‘Unprecedented’: Data centres want to triple Nevada’s energy grid capacity
Summary
Nevada utilities and industry leaders warned at a Las Vegas panel that incoming data centre demand could require roughly three times the state’s current peak grid capacity. NV Energy’s peak sits at about 9,000 MW during heat waves, and tech firms have requested an additional 21,000–22,000 MW. NV Energy has so far committed to 3,000–4,000 MW while trying to protect existing customers from outages and steep bill rises.
Officials flagged recent investments — notably the Greenlink West and North transmission lines that will unlock about 5,000 MW of renewables — and said many data centre developers are being asked to help fund new generation. Water is an equally critical constraint: Southern Nevada banned new evaporative cooling permits after 2023, and data centres in the region consumed an estimated 716 million gallons of consumptive water in 2024.
Key Points
- Data centre proposals seek roughly 21,000–22,000 MW of new capacity versus NV Energy’s ~9,000 MW peak demand.
- NV Energy has committed about 3,000–4,000 MW so far and must balance new load with reliability and customer bills.
- Greenlink transmission lines will enable roughly 5,000 MW of renewable projects, helping meet some demand.
- Regulators approved spreading some transmission costs to Southern Nevada customers — roughly a $2.18–$2.21 monthly increase.
- Water limits are a major restraint: a regional moratorium on evaporative cooling has been in effect since permits stopped being accepted in Sept 2023.
- Southern Nevada data centres used an estimated 716 million gallons of consumptive water in 2024, intensifying Lake Mead concerns.

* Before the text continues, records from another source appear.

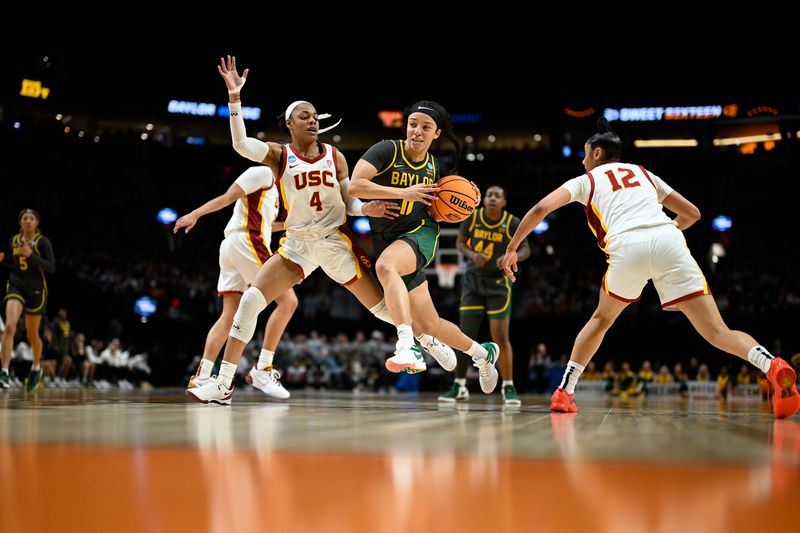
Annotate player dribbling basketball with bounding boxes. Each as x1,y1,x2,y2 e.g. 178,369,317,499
349,101,501,395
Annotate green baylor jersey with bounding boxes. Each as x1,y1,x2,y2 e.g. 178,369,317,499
360,139,440,237
461,208,520,277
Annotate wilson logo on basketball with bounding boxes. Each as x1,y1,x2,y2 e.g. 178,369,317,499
449,196,472,210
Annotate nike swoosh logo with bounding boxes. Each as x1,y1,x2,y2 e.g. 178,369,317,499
289,164,300,168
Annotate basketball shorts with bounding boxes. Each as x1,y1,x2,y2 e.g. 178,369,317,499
4,281,48,315
459,271,512,319
603,224,709,309
372,218,440,291
277,225,370,285
217,233,270,294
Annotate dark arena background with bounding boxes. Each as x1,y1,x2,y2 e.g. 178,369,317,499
1,35,799,532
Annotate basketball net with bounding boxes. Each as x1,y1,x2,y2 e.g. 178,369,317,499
435,264,458,289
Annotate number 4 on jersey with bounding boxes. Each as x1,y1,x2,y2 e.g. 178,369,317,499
309,191,322,211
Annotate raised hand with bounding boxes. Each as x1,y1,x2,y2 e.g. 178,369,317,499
174,212,199,234
400,183,440,205
217,55,249,94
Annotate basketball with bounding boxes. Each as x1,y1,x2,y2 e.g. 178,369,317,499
428,175,479,223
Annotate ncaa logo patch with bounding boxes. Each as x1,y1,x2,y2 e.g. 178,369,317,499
427,162,433,169
288,155,297,163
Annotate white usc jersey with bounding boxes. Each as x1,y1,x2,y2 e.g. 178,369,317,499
561,162,675,251
223,166,279,261
278,143,345,239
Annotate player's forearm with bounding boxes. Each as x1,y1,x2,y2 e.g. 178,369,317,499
339,178,365,215
508,207,543,252
193,193,237,219
456,240,476,261
515,240,531,262
348,178,404,200
229,102,269,163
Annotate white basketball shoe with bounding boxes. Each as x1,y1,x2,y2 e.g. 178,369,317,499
246,366,291,399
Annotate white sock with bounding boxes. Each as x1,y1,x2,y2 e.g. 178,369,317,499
560,361,586,394
258,349,275,370
32,364,40,371
198,358,214,379
396,324,414,351
465,341,487,359
503,380,514,387
747,345,774,374
1,368,8,375
218,361,237,388
455,377,466,387
415,333,433,346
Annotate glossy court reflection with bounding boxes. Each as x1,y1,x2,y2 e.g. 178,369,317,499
1,390,798,532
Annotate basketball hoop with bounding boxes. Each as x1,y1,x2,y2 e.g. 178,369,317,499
435,263,459,288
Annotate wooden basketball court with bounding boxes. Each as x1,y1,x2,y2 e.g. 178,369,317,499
1,389,797,532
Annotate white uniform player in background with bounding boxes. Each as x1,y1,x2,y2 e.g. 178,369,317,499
502,117,799,420
187,56,457,405
174,165,296,400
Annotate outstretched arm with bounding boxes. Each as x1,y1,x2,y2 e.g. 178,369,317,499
174,182,246,234
337,151,400,219
218,55,281,168
662,191,701,231
501,187,571,281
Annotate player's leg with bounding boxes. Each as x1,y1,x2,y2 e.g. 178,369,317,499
189,293,241,388
408,282,499,393
188,255,302,405
373,240,417,327
24,314,44,391
192,237,249,388
439,274,482,402
0,299,23,388
675,294,798,419
247,288,298,400
490,317,520,406
552,290,629,412
485,275,519,405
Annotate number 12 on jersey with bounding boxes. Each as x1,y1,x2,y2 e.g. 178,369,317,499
604,168,640,192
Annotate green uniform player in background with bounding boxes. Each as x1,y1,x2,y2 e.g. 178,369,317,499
439,186,530,405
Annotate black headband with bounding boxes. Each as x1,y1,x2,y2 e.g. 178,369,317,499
413,105,442,129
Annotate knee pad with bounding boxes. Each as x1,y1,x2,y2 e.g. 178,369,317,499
230,287,267,342
369,299,394,326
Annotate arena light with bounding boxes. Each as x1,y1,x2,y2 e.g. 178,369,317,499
711,215,732,232
134,296,157,318
712,133,781,146
353,217,371,234
634,139,698,148
561,146,572,158
533,219,549,234
157,208,178,224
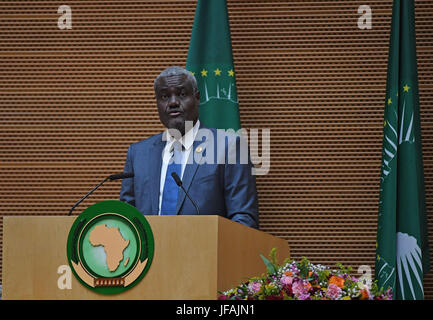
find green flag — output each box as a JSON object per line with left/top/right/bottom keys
{"left": 375, "top": 0, "right": 430, "bottom": 300}
{"left": 186, "top": 0, "right": 241, "bottom": 130}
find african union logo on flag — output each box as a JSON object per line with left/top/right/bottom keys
{"left": 67, "top": 200, "right": 154, "bottom": 294}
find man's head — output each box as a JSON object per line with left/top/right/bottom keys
{"left": 154, "top": 66, "right": 200, "bottom": 136}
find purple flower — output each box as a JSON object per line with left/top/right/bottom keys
{"left": 299, "top": 293, "right": 311, "bottom": 300}
{"left": 247, "top": 281, "right": 262, "bottom": 294}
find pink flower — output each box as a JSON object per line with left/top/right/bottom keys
{"left": 292, "top": 280, "right": 311, "bottom": 297}
{"left": 326, "top": 283, "right": 342, "bottom": 299}
{"left": 281, "top": 276, "right": 293, "bottom": 286}
{"left": 247, "top": 281, "right": 262, "bottom": 294}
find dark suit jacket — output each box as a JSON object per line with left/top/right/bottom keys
{"left": 119, "top": 126, "right": 259, "bottom": 228}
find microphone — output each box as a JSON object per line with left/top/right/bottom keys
{"left": 68, "top": 172, "right": 134, "bottom": 216}
{"left": 171, "top": 172, "right": 200, "bottom": 216}
{"left": 108, "top": 172, "right": 134, "bottom": 180}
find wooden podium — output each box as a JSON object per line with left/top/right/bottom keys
{"left": 2, "top": 215, "right": 289, "bottom": 300}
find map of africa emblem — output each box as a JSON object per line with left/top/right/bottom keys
{"left": 67, "top": 200, "right": 154, "bottom": 294}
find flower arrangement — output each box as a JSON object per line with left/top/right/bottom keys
{"left": 218, "top": 249, "right": 393, "bottom": 300}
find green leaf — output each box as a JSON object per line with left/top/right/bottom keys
{"left": 299, "top": 257, "right": 310, "bottom": 278}
{"left": 260, "top": 253, "right": 277, "bottom": 275}
{"left": 269, "top": 248, "right": 278, "bottom": 266}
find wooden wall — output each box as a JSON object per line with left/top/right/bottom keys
{"left": 1, "top": 0, "right": 432, "bottom": 298}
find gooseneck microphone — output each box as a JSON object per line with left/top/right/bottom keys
{"left": 68, "top": 172, "right": 134, "bottom": 216}
{"left": 108, "top": 172, "right": 134, "bottom": 180}
{"left": 171, "top": 172, "right": 200, "bottom": 216}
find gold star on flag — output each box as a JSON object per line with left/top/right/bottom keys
{"left": 201, "top": 69, "right": 208, "bottom": 77}
{"left": 228, "top": 69, "right": 234, "bottom": 77}
{"left": 403, "top": 84, "right": 410, "bottom": 92}
{"left": 384, "top": 120, "right": 386, "bottom": 127}
{"left": 214, "top": 68, "right": 221, "bottom": 76}
{"left": 387, "top": 98, "right": 392, "bottom": 105}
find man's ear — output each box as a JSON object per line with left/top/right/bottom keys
{"left": 194, "top": 90, "right": 200, "bottom": 101}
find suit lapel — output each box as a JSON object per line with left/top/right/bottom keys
{"left": 150, "top": 136, "right": 165, "bottom": 215}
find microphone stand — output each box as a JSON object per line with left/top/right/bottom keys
{"left": 68, "top": 173, "right": 133, "bottom": 216}
{"left": 171, "top": 172, "right": 200, "bottom": 215}
{"left": 68, "top": 177, "right": 109, "bottom": 216}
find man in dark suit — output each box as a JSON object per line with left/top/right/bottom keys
{"left": 120, "top": 66, "right": 259, "bottom": 228}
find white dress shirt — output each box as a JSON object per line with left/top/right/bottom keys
{"left": 158, "top": 120, "right": 200, "bottom": 215}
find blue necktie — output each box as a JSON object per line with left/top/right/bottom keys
{"left": 160, "top": 142, "right": 182, "bottom": 215}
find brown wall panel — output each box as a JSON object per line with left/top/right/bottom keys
{"left": 1, "top": 0, "right": 433, "bottom": 298}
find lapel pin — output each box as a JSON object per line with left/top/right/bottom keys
{"left": 195, "top": 146, "right": 203, "bottom": 153}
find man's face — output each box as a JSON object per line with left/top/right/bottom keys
{"left": 155, "top": 74, "right": 200, "bottom": 136}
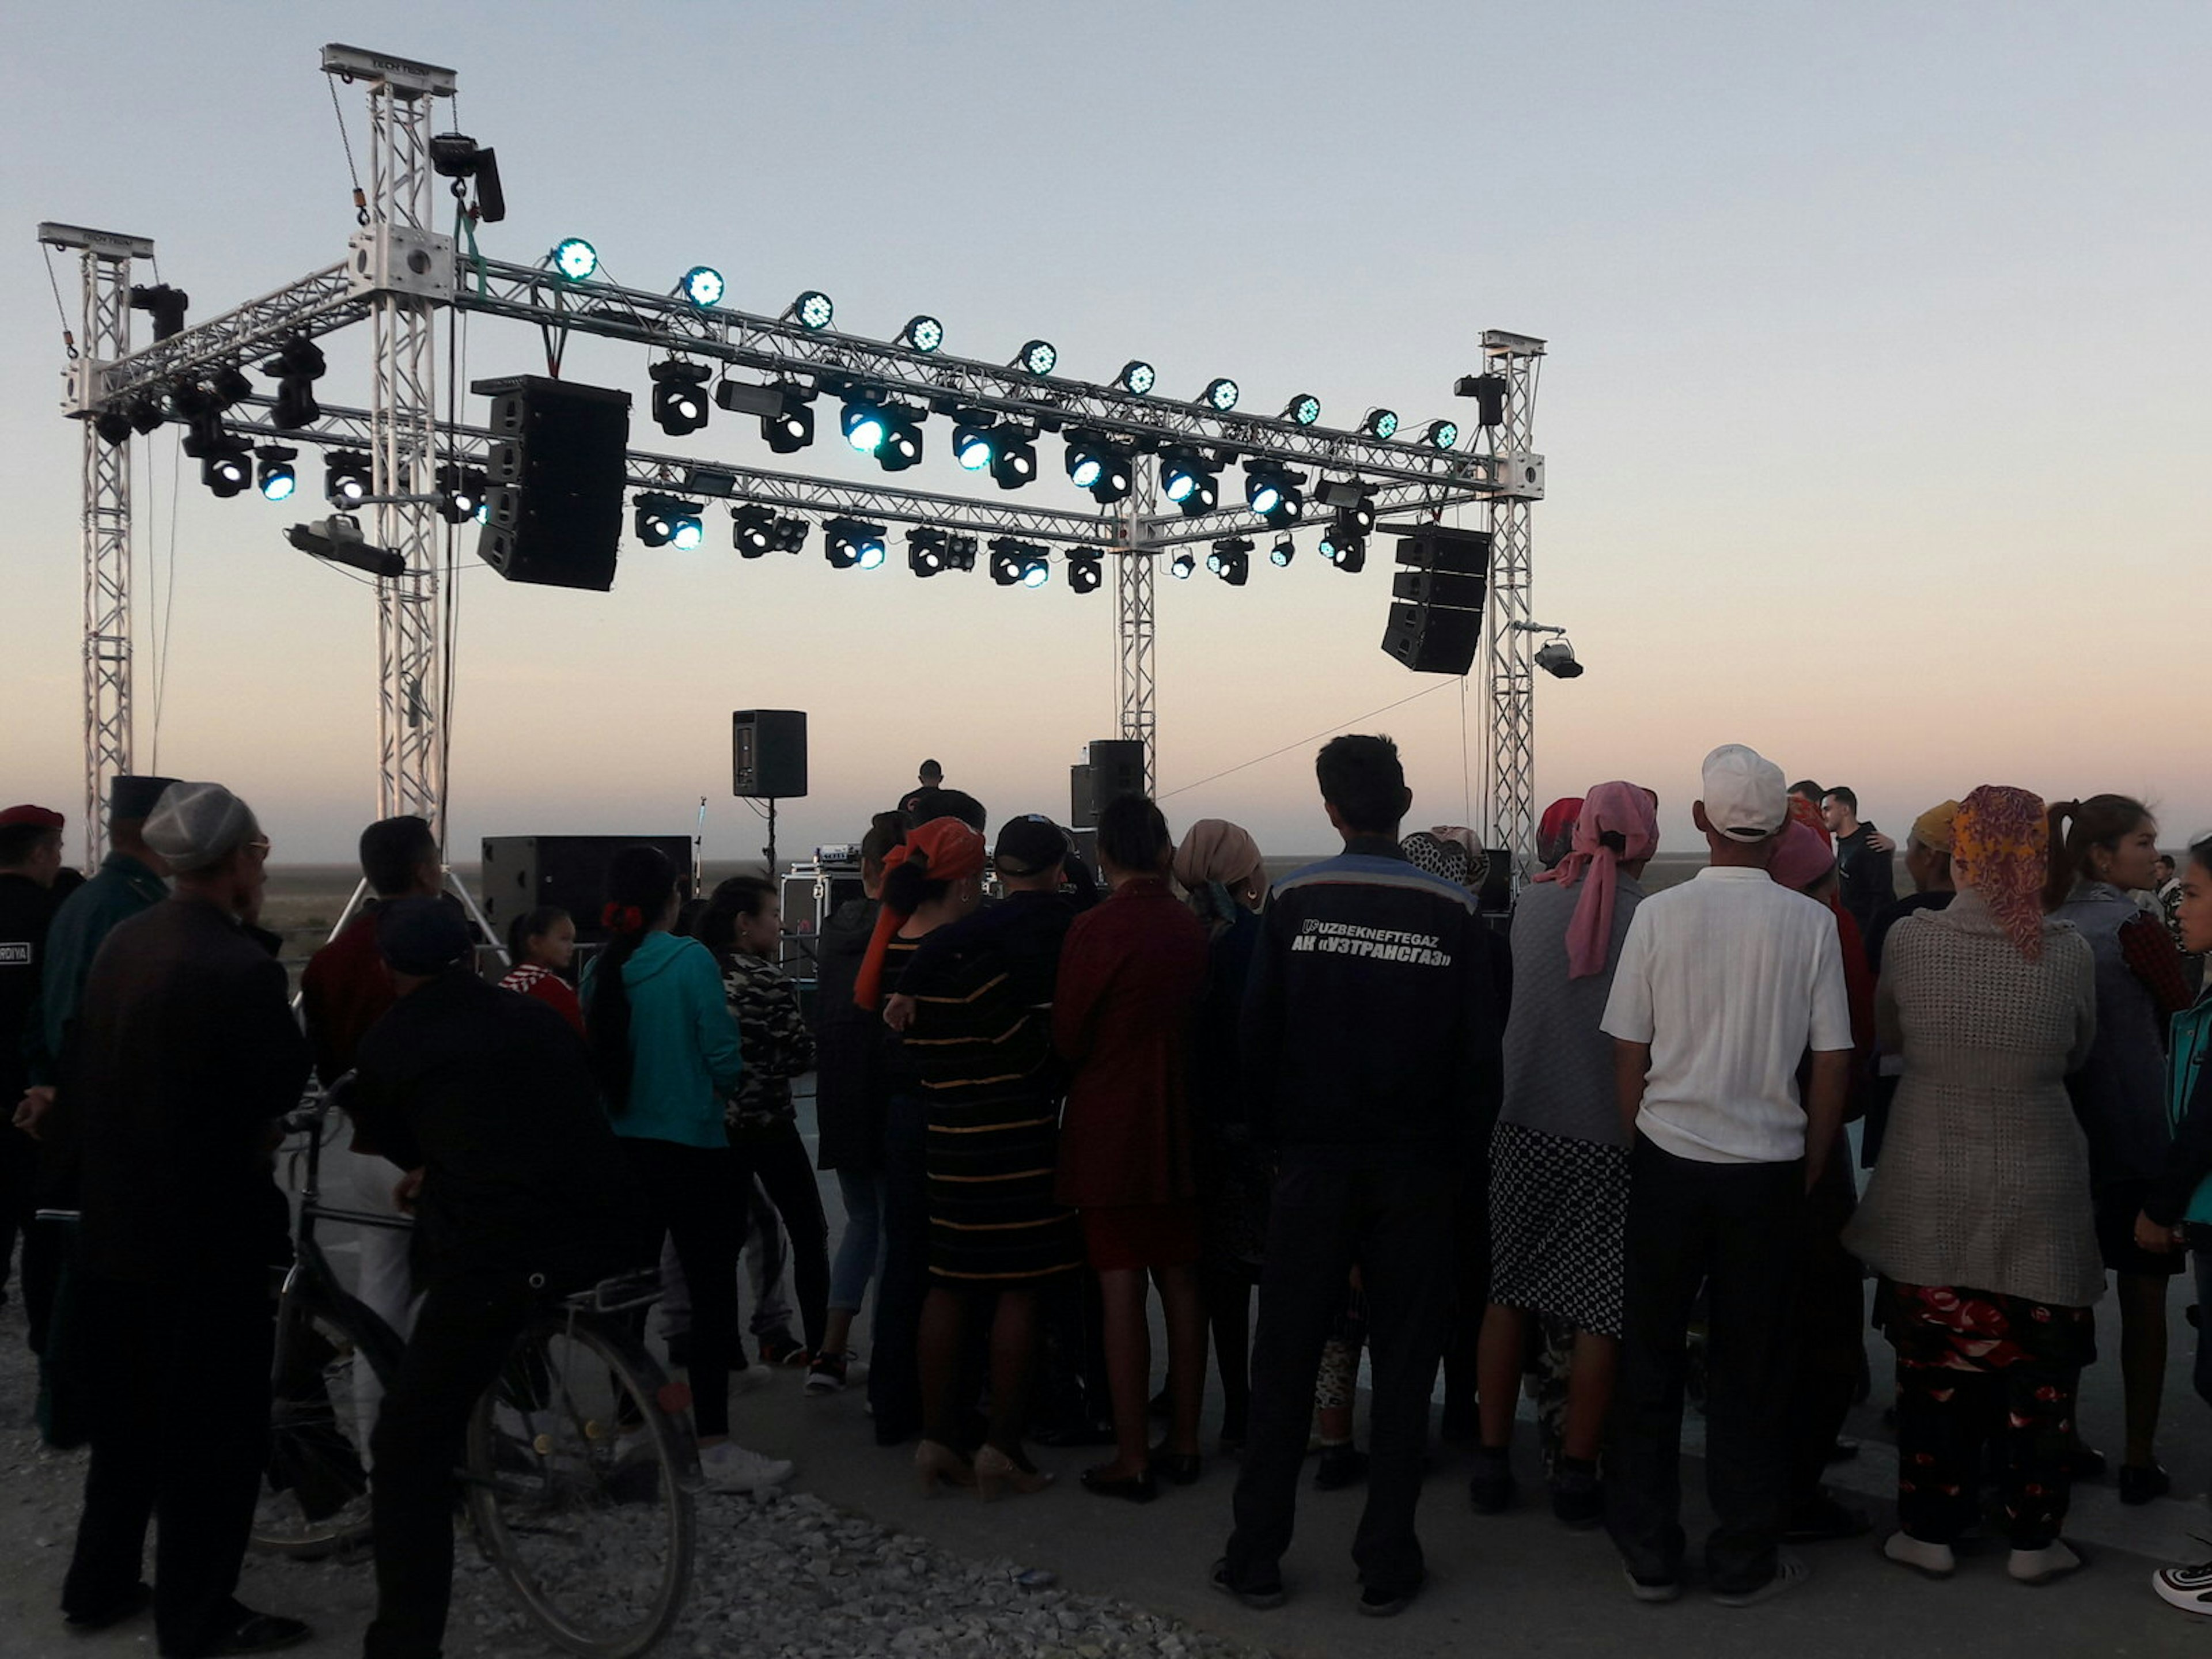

- Conversations continue between utilities, regulators and tech firms about cost allocation, new generation and water-use trade-offs.
Why should I read this?
Because if you live, work or do business in Nevada this affects your lights, your water and quite possibly your bills — and it isn’t going away. The story explains who pays, where new power might come from and why water rules are already shaping which projects can be built. Short version: big tech wants big power and Nevada’s scrambling to make it fit without breaking the rest of the grid.